Testing Error Scenarios#

Test your error handling thoroughly:

def test_error_handling():
    # Test validation errors
    result = api.execute('''
        mutation {
            createUser(input: {name: "", email: "invalid"}) {
                id
            }
        }
    ''')
    assert result.errors
    assert "VALIDATION_ERROR" in str(result.errors[0])

    # Test authorization errors
    result = api.execute('query { adminData }')  # No auth context
    assert result.errors
    assert "UNAUTHENTICATED" in str(result.errors[0])

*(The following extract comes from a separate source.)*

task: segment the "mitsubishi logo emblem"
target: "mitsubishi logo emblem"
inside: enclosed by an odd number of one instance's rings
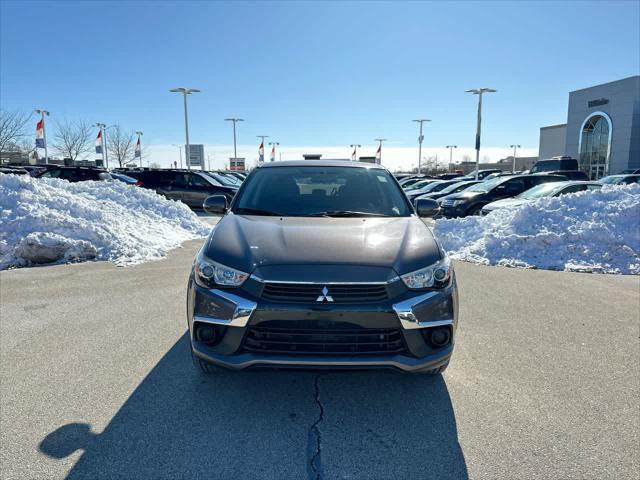
[[[331,295],[327,295],[327,293],[329,293],[329,289],[325,285],[324,287],[322,287],[322,295],[318,297],[316,302],[324,302],[325,300],[327,302],[333,302],[333,297]]]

    # Test partial success
    result = api.execute('''
        query {
            publicData
            adminData
        }
    ''')
    assert result.errors  # adminData failed
    assert result.data["publicData"]  # but publicData succeeded
    assert result.data["adminData"] is None

Best Practices Summary#

Structure your error hierarchy:

class APIError(GraphQLError):
    """Base class for all API errors."""
    pass

class ValidationError(APIError):
    """Input validation failures."""
    pass

class AuthenticationError(APIError):
    """Authentication required."""
    pass

class AuthorizationError(APIError):
    """Permission denied."""
    pass

class BusinessLogicError(APIError):
    """Domain-specific errors."""
    pass

Use consistent error codes:

# Define standard error codes
ERROR_CODES = {
    'VALIDATION_ERROR': 'VALIDATION_ERROR',
    'UNAUTHENTICATED': 'UNAUTHENTICATED',
    'FORBIDDEN': 'FORBIDDEN',
    'NOT_FOUND': 'NOT_FOUND',
    'INTERNAL_ERROR': 'INTERNAL_ERROR'
}

Log errors appropriately:

# Log user errors at info level
logging.info(f"Validation error: {error}")

# Log system errors at error level
logging.error(f"Unexpected error: {error}", exc_info=True)

Return helpful error messages:

# ✅ Good: Specific, actionable
raise ValidationError("email", "Email format is invalid")

# ❌ Avoid: Generic, unhelpful
raise Exception("Something went wrong")

Well-structured error handling improves both developer experience and production reliability by providing clear, actionable error information while protecting sensitive system details.